Yaaay! Icanhazip.com returns our correct IP!! We now know both that DNS seems to be working and that our IP seems to be configured as expected!!
[email protected]:~# wget -qO- icanhazip.com 149.56.xxx.xxx [email protected]:~#
Update and Dist-upgrade
It’s probably a good idea to update and dist-upgrade our new VPS. Some of the container templates do not seem to be continuously integrated with the upstream so the templates sometimes can need quite a few updates. For example, as of July 2020:
[email protected]:~# apt-get update [ . . . ] [email protected]:~# apt-get dist-upgrade Reading package lists... Done Building dependency tree... Done Calculating upgrade... Done The following NEW packages will be installed: libllvm10 The following packages will be upgraded: accountsservice apparmor apt apt-utils bind9-dnsutils bind9-host bind9-libs busybox-static ca-certificates dbus gir1.2-glib-2.0 libaccountsservice0 libapparmor1 libapt-pkg6.0 libdbus-1-3 libgirepository-1.0-1 libgl1-mesa-dri libglapi-mesa libglib2.0-0 libglib2.0-data libglx-mesa0 libgnutls30 libjson-c4 libnetplan0 libnss-systemd libpam-systemd libpython3.8-minimal libpython3.8-stdlib libseccomp2 libsqlite3-0 libsystemd0 libudev1 login netplan.io openssh-client openssh-server openssh-sftp-server passwd postfix python3-distupgrade python3-update-manager python3.8 python3.8-minimal ssh strace systemd systemd-sysv systemd-timesyncd tzdata ubuntu-minimal ubuntu-release-upgrader-core ubuntu-standard udev update-manager-core 54 upgraded, 1 newly installed, 0 to remove and 0 not upgraded. Need to get 48.3 MB of archives. After this operation, 73.9 MB of additional disk space will be used. Do you want to continue? [Y/n] Y [ . . . ] [email protected]:~#
Our first VPS seems to come up unprotected by the firewall because ping works from outside the local network on a new install, but turning on the firewall in the VPS’ panel of the Proxmox web GUI without first adding ALLOW rules breaks ping from the WAN.
Note that “Firewall” was checked by default in the Network tab of the Create LXC Container dialog. Note also that the default Proxmox firewall configuration is to drop everything from the WAN and pass only ssh (port 22) and the web GUI (port 8006) coming from the local network.
Here, we created our first VPS with Ubuntu, which is a Debian based distribution. Limited testing here suggests that Debian and Debian based VPSes come up with the VPS firewall set to off despite the default checkmark being set to “on” during VPS creation.
CentOS VPSes, however, seem to come up as should be expected, with the firewall enabled, unless the Firewall checkbox was unchecked during creation.

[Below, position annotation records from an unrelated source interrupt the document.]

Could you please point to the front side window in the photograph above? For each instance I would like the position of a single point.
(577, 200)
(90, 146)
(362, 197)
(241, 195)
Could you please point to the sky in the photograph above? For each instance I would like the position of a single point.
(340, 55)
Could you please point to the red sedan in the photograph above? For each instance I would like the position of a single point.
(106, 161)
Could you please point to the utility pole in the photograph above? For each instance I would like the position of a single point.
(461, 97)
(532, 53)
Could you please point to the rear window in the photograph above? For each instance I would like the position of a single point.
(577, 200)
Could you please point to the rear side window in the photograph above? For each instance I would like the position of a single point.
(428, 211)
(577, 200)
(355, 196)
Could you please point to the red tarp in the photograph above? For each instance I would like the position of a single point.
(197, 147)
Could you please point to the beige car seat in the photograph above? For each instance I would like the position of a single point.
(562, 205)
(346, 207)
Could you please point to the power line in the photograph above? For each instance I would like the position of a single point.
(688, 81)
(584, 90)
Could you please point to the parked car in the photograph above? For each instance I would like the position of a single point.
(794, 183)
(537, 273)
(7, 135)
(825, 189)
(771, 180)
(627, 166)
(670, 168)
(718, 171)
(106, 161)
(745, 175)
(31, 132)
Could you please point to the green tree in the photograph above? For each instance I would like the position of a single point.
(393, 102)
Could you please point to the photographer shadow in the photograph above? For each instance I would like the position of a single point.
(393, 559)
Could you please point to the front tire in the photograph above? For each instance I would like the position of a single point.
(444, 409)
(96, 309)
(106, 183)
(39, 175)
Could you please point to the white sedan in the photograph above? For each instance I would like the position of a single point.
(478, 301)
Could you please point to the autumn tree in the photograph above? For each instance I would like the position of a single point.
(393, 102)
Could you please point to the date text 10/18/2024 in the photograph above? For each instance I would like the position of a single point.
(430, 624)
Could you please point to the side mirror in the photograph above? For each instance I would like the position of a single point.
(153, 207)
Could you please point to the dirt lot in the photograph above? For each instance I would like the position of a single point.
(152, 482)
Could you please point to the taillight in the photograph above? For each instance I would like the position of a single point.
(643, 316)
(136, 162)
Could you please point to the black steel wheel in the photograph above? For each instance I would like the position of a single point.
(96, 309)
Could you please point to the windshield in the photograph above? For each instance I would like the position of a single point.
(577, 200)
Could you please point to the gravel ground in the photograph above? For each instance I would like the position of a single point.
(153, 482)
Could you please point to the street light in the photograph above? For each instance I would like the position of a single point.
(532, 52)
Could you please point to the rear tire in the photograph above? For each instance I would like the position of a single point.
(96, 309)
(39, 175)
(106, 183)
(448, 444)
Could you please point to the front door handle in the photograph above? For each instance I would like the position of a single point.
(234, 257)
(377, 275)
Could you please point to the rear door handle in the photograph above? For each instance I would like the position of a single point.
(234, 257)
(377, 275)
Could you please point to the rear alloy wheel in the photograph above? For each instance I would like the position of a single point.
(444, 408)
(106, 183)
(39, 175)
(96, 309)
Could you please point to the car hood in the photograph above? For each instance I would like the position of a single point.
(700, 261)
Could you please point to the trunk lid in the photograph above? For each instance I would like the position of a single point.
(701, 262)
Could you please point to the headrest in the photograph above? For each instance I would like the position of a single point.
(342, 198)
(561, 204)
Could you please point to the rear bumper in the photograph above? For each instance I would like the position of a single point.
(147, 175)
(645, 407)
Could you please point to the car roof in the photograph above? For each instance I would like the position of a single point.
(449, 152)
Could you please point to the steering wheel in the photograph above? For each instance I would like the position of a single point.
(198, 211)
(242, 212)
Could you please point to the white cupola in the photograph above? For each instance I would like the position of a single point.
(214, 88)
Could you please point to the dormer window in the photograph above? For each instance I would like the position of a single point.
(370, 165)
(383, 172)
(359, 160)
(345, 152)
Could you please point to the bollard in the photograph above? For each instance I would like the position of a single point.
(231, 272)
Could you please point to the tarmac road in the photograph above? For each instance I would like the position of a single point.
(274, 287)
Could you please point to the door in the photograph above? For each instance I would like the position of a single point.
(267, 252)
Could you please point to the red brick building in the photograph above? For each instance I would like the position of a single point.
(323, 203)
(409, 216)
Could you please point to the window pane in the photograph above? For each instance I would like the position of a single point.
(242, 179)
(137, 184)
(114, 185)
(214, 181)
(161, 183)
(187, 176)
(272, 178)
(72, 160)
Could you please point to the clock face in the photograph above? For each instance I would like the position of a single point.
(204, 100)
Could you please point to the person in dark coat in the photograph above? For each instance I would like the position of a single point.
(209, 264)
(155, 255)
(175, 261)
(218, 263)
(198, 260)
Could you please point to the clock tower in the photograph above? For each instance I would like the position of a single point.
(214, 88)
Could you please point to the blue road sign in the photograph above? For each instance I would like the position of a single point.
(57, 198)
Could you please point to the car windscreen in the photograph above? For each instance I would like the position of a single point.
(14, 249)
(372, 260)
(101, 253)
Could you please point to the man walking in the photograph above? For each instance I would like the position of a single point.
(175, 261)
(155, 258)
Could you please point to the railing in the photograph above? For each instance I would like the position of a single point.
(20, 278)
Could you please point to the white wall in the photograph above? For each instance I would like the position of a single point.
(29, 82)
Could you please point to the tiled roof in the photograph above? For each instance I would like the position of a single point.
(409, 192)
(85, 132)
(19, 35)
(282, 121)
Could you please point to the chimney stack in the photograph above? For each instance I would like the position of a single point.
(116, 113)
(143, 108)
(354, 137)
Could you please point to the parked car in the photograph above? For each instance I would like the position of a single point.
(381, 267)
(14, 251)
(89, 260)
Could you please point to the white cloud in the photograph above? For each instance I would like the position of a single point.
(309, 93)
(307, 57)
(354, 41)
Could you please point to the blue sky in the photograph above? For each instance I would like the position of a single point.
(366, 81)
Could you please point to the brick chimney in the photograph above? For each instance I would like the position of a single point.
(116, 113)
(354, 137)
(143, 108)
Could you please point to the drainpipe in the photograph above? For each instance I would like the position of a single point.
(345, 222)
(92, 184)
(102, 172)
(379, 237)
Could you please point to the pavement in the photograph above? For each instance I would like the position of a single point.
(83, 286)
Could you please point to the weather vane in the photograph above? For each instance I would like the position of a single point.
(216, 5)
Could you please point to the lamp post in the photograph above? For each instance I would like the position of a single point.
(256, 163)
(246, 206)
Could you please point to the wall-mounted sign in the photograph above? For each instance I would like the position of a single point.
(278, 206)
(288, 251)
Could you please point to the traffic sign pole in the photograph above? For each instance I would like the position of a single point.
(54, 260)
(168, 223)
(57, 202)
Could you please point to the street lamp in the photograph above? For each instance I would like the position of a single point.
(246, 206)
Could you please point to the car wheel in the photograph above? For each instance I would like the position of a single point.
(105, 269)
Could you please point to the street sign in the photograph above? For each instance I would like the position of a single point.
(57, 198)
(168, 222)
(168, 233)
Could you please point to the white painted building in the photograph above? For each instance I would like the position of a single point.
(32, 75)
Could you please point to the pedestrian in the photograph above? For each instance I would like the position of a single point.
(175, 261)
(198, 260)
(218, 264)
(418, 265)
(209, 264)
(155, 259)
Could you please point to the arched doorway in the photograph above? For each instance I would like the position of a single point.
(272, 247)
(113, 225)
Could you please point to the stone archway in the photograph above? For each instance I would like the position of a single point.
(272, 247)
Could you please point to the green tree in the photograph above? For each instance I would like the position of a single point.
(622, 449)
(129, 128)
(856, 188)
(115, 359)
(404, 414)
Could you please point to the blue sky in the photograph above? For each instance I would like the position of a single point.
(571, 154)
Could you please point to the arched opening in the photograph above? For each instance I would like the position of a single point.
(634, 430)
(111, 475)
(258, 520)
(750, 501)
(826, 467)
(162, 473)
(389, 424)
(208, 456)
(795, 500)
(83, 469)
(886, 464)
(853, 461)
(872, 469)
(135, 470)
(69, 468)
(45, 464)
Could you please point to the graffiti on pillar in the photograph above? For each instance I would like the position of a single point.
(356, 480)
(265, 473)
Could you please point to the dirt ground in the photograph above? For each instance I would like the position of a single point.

In other words, with CentOS and with the default check of the Firewall checkbox, the VPS seems to come up with the firewall working as expected, with all external WAN network connections dropped.
The VPS firewall configuration in the web GUI is very similar to the host server node configuration. For details, please check the Setting Up the Firewall and Firewall Rules sections of the previous post, part two of this series.
Instead of or in addition to our using the Proxmox firewall, which works outside the container, our customer also seems to be able to run a firewall inside his container.
Hooray! We now have reached our goal of becoming a Low End hosting provider! All that remains is forwarding the container’s IP address and root password to the first of our many anxiously waiting clients!